Soot Blowing: Removes soot deposits to maintain efficiency and prevent tube damage.
Burner Management Systems (BMS)
Use permissives and interlocks to minimize fuel explosion risks.
Purging: Pre-ignition purging expels unburnt fuel (Figure 32).
Excerpt from CSA B194.3-05 Section 9.2 Pre-purge. 9. 2. 1: When either an intermittent or interrupted pilot or a direct transformer spark ignitor is used to light the main burner and the combustion air supply is by mechanical means, the appliance control system shall provide a proven purge period prior to the ignition cycle. This purge period shall provide at least four air changes of the combustion zone and flue passages at an airflow not less than 60% of that required at maximum input.
Ignitor Gas Pressure: Must be within required limits.
Burner Gas Pressure: Must be within required limits.
Gas Burner Logic: Follows specific sequences for ignition.
Soot Blowing
Removes soot deposits, the frequency depends on the fuel.
Boiler Feedwater Treatment (Figure 33)
Treats boiler feedwater mechanically and chemically.
Treatment Methods
Boiler Blowdown: Withdraws water to avoid impurity concentration.

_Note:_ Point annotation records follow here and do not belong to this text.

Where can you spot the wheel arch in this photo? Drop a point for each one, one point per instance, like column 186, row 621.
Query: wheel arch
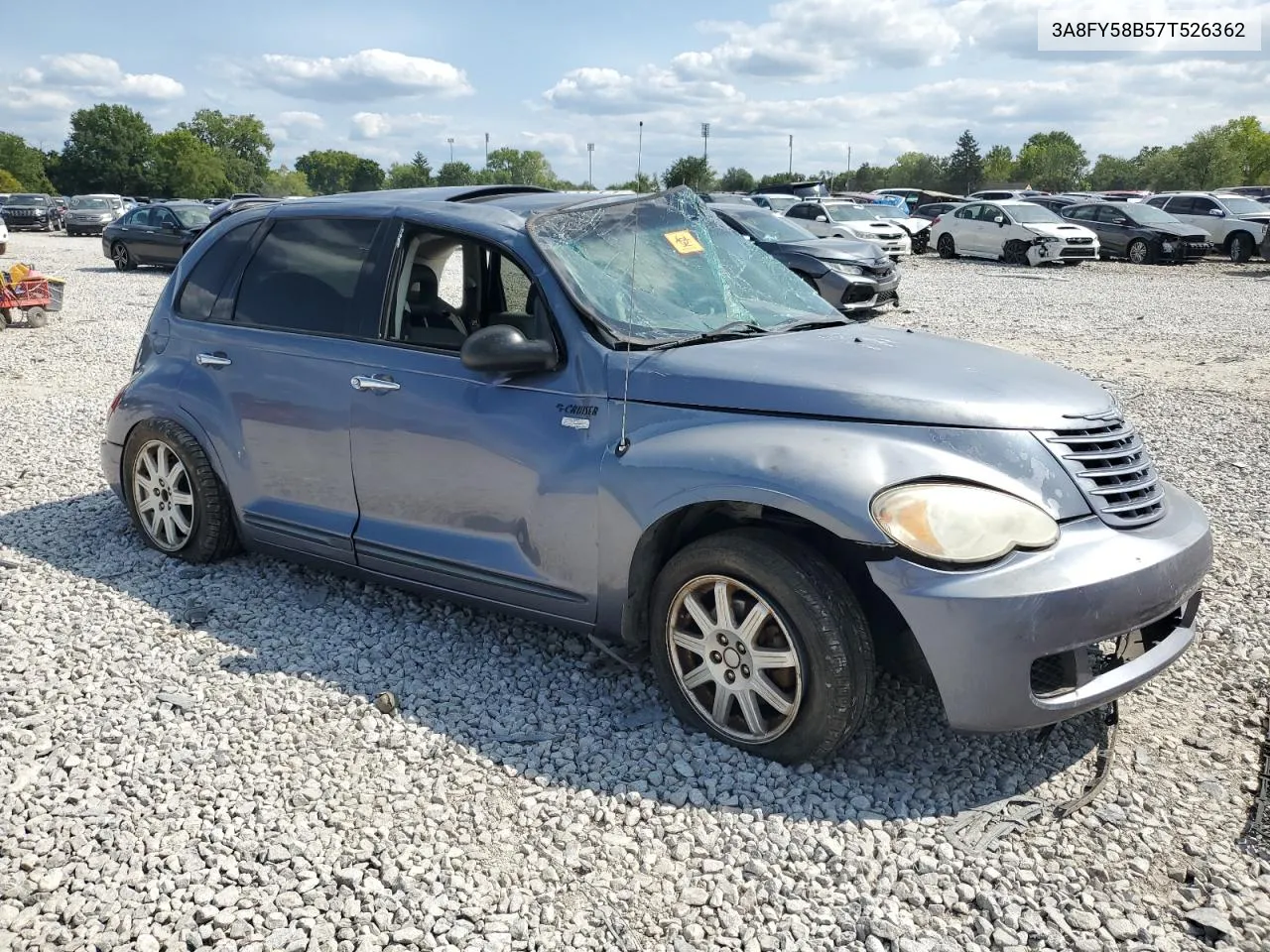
column 893, row 643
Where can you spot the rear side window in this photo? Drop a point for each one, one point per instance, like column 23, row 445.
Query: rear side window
column 304, row 276
column 204, row 282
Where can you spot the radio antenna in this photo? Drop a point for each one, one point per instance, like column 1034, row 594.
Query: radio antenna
column 624, row 442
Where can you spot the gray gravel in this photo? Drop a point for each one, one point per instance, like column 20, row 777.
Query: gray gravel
column 194, row 757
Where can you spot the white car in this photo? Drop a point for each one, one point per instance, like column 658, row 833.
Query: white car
column 1012, row 231
column 835, row 218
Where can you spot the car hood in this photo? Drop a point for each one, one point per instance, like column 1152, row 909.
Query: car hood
column 848, row 250
column 1057, row 229
column 880, row 373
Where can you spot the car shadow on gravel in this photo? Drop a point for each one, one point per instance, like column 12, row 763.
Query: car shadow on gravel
column 536, row 699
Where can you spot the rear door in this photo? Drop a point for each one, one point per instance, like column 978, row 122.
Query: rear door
column 270, row 371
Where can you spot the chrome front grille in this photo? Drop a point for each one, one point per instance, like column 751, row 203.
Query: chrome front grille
column 1112, row 468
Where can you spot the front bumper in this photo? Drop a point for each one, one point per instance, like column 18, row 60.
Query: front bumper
column 983, row 633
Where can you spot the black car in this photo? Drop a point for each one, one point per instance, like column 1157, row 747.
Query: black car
column 934, row 209
column 856, row 277
column 1141, row 232
column 31, row 212
column 154, row 234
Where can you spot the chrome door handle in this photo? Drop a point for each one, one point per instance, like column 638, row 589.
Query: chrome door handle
column 375, row 385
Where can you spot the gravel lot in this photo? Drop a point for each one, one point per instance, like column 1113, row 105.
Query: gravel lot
column 190, row 757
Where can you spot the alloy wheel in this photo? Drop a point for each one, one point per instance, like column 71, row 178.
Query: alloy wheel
column 163, row 495
column 734, row 658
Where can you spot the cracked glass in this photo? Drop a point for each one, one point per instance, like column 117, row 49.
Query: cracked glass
column 658, row 268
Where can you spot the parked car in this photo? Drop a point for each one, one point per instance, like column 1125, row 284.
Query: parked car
column 635, row 424
column 919, row 230
column 154, row 234
column 89, row 214
column 1012, row 231
column 1002, row 194
column 856, row 277
column 31, row 212
column 1141, row 232
column 834, row 218
column 776, row 203
column 1236, row 223
column 935, row 209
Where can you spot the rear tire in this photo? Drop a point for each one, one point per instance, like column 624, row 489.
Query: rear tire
column 790, row 613
column 175, row 495
column 1239, row 246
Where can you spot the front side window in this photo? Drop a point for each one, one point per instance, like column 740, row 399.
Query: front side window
column 304, row 276
column 659, row 268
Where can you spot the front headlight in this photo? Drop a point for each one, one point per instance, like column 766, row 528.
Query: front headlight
column 952, row 522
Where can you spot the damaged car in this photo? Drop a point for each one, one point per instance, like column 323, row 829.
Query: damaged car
column 856, row 277
column 1012, row 231
column 617, row 416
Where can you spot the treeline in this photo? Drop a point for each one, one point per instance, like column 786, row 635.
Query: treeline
column 113, row 149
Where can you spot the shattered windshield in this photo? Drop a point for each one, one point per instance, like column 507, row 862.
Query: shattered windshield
column 657, row 268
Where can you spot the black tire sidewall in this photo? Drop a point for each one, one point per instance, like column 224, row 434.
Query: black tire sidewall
column 206, row 539
column 825, row 622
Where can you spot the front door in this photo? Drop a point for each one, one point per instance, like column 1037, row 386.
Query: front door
column 474, row 483
column 268, row 373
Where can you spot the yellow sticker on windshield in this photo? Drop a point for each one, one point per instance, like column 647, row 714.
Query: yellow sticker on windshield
column 685, row 243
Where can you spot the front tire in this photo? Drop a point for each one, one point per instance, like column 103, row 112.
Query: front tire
column 1239, row 248
column 122, row 258
column 175, row 495
column 760, row 643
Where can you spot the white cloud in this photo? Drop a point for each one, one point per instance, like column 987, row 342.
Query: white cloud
column 370, row 73
column 99, row 76
column 386, row 126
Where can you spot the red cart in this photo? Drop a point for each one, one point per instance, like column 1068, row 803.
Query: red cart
column 33, row 298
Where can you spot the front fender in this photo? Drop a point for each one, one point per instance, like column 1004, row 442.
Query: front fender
column 825, row 471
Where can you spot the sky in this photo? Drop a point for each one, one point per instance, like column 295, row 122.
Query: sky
column 386, row 77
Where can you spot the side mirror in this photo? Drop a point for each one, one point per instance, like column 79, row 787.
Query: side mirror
column 502, row 348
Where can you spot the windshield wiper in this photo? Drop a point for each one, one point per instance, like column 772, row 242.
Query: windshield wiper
column 726, row 331
column 811, row 325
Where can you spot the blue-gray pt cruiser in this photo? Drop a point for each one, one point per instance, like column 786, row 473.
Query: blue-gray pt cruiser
column 615, row 416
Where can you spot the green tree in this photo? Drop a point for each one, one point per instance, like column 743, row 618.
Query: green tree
column 109, row 149
column 367, row 177
column 916, row 171
column 691, row 171
column 737, row 180
column 1250, row 146
column 998, row 164
column 416, row 173
column 512, row 167
column 457, row 175
column 1111, row 172
column 284, row 181
column 24, row 163
column 640, row 182
column 1207, row 160
column 244, row 146
column 185, row 167
column 964, row 168
column 1053, row 162
column 327, row 171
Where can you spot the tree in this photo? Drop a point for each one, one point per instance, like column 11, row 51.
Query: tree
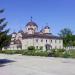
column 67, row 36
column 4, row 37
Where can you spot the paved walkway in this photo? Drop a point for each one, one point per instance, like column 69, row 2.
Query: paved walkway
column 35, row 65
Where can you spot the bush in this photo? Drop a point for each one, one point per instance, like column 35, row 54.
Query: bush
column 31, row 48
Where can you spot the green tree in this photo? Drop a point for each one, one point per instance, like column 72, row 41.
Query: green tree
column 67, row 36
column 4, row 37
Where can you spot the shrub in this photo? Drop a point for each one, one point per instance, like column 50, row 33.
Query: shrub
column 31, row 48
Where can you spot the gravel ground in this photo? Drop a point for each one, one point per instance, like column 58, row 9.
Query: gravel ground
column 35, row 65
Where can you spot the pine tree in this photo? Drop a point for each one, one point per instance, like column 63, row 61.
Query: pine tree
column 4, row 37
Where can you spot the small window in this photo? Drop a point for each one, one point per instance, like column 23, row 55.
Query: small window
column 55, row 47
column 36, row 40
column 51, row 41
column 36, row 47
column 41, row 40
column 59, row 41
column 46, row 40
column 55, row 41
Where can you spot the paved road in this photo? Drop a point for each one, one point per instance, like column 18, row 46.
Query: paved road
column 33, row 65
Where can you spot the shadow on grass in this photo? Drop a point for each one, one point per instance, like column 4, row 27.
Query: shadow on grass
column 5, row 61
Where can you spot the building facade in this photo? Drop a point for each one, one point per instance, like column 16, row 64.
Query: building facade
column 30, row 36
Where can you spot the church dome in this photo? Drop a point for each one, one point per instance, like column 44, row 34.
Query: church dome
column 47, row 27
column 31, row 24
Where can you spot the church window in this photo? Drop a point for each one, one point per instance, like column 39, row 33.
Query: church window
column 36, row 47
column 41, row 40
column 55, row 41
column 36, row 40
column 46, row 41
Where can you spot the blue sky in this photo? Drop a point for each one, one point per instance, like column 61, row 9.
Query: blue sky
column 57, row 13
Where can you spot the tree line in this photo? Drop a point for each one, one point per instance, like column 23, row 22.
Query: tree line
column 66, row 34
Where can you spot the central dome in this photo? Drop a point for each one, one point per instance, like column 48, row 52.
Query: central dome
column 31, row 23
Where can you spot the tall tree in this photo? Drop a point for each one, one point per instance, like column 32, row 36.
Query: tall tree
column 67, row 36
column 4, row 37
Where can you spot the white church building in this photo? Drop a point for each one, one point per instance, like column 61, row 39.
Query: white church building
column 30, row 36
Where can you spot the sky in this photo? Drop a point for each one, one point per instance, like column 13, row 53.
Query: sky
column 58, row 14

Deaeration: Eliminates oxygen and corrosive gases.
Chemical Treatment: Adjusts feedwater chemistry.
External Treatment: Minimizes water contaminates.
Problems Addressed By Treatment
Solid deposit buildup.
Corrosion.
Embrittlement.
Foaming.
Deposit Control
Boiler deposits result from contaminants such as hardness salts, metallic oxides and silica
Internal Treatment: Chemicals precipitate impurities as sludge, removed by bottom blowdown; solubilizing programs keep impurities soluble, removed by surface blowdown.
External Treatment: Removes impurities before they reach the boiler. Hard water intended for low-pressure boilers is softened by using a sodium zeolite softener (Figure 34). Softening alone is insufficient for high-pressure boiler feedwater that typically requires water demineralized by distillation or ion-exchange.
Corrosion
Most significant contributors to boiler waterside corrosion are dissolved gas and acidic or caustic water.
Maintain BFW pH of 10.5-11.5.
Mechanical Deaeration (Figure 35): Removes O2 and CO2.
Chemical Oxygen Scavengers: Remove any last traces of oxygen that were not removed.
Embrittlement
Alkaline water enters miniscule holes and cracks in the boiler metal resulting in corrosion..
Internal treatment involves adding lignin, tannin or sodium sulphate to block hairline cracks.
Replacing sodium carbonates with sodium sulphates as softening reagents minimizes caustic embrittlement.
Foaming
Soluble salts create frothy bubbles and can cause water carryover.
Internal treatment consists of chemical treatment combined with continuous blowdown.
Typically, these anti-foam materials are polyalcohols and amines.